By design Luna Contracts are just python programs. This means you can import any third party code you can imagine or write your own. This gives you the ability to integrate your Contract with any third party system you'd like.

Cloud First

Luna has been designed based on modern cloud first software principles allowing us to scale horizontally meaning you never have to worry about Luna being a bottleneck in your business success.


AWS Security

We follow AWS security best practices and have built an internal alerting platform based around modern monitoring tools.

Tenant model with variable data segregation

Luna employs an Organization tenant model given you a private area for your data and users.

We offer three different segregation levels depending on the requirements of your Organization:

  • None: Data and compute come from a shared pool across all other customers with no segregation requirements. This is the default option.
  • Physical Data Segregation: Data within your Organization is stored in a physically isolated database increasing the security of it at rest. Compute may run on shared servers. This is a good trade-off between cost and segregation.
  • Physical Data + Compute Segregation: Full segregation of your Organizations data storage and compute can be provided for an increased cost. This dedicated tenant is totally isolated from all other users.

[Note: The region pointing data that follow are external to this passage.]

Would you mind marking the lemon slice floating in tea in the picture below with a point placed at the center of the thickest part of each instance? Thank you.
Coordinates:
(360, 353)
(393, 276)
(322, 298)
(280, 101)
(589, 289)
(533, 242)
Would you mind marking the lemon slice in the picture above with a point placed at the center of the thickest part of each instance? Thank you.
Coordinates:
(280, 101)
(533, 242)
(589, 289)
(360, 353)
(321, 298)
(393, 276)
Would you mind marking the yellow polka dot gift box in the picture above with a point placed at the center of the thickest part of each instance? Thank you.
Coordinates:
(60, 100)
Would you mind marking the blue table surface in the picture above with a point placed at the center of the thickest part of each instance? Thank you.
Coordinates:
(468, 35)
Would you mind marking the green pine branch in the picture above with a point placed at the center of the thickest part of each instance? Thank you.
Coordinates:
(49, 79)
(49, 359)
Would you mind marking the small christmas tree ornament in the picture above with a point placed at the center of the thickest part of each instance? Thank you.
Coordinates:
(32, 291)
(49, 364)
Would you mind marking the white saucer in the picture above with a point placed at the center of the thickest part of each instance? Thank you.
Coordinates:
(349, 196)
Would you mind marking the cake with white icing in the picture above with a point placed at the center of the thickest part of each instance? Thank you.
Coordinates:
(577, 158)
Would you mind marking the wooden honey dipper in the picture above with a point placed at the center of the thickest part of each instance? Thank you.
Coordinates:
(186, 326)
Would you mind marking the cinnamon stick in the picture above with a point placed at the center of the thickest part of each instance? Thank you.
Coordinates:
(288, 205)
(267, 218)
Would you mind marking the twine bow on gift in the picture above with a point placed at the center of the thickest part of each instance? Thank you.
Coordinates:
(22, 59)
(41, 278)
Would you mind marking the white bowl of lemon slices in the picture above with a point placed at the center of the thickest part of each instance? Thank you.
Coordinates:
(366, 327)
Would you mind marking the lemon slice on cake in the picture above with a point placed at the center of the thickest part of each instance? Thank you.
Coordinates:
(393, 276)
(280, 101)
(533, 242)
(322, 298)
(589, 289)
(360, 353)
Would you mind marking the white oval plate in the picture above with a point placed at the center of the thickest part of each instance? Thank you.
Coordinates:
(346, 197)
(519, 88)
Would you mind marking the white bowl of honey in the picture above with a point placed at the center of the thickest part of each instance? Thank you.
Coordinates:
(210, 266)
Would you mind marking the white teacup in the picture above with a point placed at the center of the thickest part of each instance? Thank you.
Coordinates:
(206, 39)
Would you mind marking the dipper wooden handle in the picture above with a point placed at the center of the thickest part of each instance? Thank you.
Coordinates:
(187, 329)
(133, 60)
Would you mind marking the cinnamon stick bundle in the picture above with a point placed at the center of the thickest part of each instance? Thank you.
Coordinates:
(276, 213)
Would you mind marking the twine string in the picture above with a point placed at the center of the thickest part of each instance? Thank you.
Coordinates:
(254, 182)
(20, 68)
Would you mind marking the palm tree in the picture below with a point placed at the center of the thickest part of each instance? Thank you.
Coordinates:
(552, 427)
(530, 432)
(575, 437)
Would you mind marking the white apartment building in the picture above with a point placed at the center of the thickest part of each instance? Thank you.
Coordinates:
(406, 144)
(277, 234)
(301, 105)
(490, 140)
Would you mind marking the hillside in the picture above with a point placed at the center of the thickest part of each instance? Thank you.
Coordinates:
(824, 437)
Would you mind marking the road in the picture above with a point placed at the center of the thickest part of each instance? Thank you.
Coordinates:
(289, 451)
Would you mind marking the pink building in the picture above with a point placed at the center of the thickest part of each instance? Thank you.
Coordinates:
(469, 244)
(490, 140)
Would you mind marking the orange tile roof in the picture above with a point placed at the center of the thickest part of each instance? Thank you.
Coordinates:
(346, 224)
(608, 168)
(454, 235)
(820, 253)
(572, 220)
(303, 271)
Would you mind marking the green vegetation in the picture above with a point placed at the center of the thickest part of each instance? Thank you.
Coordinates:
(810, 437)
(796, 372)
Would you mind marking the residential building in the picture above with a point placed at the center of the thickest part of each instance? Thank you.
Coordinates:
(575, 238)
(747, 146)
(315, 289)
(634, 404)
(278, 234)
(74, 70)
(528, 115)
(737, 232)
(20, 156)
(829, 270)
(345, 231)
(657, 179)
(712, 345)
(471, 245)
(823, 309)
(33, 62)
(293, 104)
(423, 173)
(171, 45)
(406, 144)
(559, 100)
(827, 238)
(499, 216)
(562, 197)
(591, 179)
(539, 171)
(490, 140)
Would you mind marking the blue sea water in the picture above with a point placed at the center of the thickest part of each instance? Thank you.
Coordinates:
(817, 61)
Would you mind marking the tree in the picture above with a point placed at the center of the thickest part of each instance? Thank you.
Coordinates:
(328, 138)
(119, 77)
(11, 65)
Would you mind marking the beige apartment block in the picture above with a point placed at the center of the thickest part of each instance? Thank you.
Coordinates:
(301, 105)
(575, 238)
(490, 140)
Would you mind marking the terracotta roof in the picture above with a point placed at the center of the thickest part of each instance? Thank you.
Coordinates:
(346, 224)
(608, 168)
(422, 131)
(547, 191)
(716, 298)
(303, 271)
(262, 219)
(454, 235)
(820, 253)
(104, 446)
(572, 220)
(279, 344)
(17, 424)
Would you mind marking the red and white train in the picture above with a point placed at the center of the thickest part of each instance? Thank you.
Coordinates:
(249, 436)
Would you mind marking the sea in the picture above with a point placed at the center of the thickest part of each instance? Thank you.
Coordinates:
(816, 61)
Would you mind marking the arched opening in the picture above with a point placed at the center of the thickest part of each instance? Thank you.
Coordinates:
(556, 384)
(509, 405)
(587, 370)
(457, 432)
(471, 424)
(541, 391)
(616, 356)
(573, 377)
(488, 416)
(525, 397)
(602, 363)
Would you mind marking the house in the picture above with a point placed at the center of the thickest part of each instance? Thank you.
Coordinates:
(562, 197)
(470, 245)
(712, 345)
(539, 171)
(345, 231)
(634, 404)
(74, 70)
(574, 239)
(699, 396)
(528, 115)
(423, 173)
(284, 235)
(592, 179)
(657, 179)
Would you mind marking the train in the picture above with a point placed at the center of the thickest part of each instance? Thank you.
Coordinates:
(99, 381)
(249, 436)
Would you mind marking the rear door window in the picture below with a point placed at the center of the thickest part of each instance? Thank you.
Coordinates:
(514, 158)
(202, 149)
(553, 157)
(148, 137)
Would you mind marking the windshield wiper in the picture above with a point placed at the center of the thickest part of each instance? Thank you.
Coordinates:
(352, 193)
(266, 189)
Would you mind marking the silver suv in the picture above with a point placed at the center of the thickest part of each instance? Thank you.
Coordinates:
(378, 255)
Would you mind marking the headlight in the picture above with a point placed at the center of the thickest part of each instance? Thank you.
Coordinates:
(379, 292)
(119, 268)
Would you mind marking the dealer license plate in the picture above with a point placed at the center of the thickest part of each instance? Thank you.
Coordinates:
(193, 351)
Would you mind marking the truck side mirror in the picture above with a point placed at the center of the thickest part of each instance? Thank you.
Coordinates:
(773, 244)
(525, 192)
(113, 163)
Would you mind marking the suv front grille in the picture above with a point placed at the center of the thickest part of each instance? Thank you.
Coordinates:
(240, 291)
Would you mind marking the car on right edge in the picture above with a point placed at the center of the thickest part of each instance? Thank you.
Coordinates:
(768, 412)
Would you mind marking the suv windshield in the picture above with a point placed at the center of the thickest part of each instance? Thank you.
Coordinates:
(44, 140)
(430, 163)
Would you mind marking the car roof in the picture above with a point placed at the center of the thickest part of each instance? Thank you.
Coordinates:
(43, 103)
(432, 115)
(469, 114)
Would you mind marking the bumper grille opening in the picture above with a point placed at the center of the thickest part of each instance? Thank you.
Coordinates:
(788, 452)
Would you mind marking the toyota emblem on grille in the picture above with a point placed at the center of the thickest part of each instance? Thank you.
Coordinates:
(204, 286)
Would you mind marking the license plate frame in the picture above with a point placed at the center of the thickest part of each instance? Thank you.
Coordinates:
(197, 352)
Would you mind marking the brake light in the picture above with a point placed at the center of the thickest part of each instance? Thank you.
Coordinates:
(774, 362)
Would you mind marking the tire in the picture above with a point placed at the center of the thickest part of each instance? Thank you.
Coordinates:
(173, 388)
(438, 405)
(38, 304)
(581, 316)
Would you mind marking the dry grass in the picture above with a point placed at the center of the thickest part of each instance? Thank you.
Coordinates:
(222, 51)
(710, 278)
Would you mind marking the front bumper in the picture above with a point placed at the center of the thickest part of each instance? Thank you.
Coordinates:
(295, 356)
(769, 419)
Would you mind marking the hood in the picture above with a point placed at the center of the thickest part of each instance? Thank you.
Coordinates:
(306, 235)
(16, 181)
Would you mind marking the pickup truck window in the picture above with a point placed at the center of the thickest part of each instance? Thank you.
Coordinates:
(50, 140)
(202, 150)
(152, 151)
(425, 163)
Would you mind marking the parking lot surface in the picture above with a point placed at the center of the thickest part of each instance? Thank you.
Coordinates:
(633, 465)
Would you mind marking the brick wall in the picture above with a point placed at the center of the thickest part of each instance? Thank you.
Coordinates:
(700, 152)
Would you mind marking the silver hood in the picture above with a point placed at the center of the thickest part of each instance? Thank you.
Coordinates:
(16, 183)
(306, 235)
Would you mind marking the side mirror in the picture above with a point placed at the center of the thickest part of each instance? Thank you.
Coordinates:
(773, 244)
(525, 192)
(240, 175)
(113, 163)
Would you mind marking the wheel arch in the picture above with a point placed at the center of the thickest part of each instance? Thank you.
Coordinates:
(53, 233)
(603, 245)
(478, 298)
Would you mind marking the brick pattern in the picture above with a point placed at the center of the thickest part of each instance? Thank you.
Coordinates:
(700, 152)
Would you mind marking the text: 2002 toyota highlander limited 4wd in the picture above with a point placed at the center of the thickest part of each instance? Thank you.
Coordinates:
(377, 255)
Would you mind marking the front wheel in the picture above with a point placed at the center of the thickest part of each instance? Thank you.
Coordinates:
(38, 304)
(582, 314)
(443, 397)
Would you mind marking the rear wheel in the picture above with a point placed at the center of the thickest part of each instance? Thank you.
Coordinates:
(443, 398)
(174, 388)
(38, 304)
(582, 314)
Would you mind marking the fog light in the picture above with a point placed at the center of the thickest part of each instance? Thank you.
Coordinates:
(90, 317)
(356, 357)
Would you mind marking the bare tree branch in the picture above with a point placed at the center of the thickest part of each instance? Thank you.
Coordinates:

All data is encrypted at rest using bank grade encryption no matter what segregation tier you choose. Additionally, you have the ability to denote Parameters and Variables as secrets.

Communication to the platform is secured using TLS with modern cipher suites.

Internally we secure all inter-service traffic using mTLS.

Assurance program

Luna conducts external penetration tests on a six monthly cadence. The latest results are available on request. We additionally maintain a public bug bounty program.

Disaster Recovery

All data within the Luna platform is regularly backed up and we regularly practice restoring from backup.

We retain the ability to spin up new environments on demand in different regions allowing us to quickly respond to extended downtime in any given AWS region.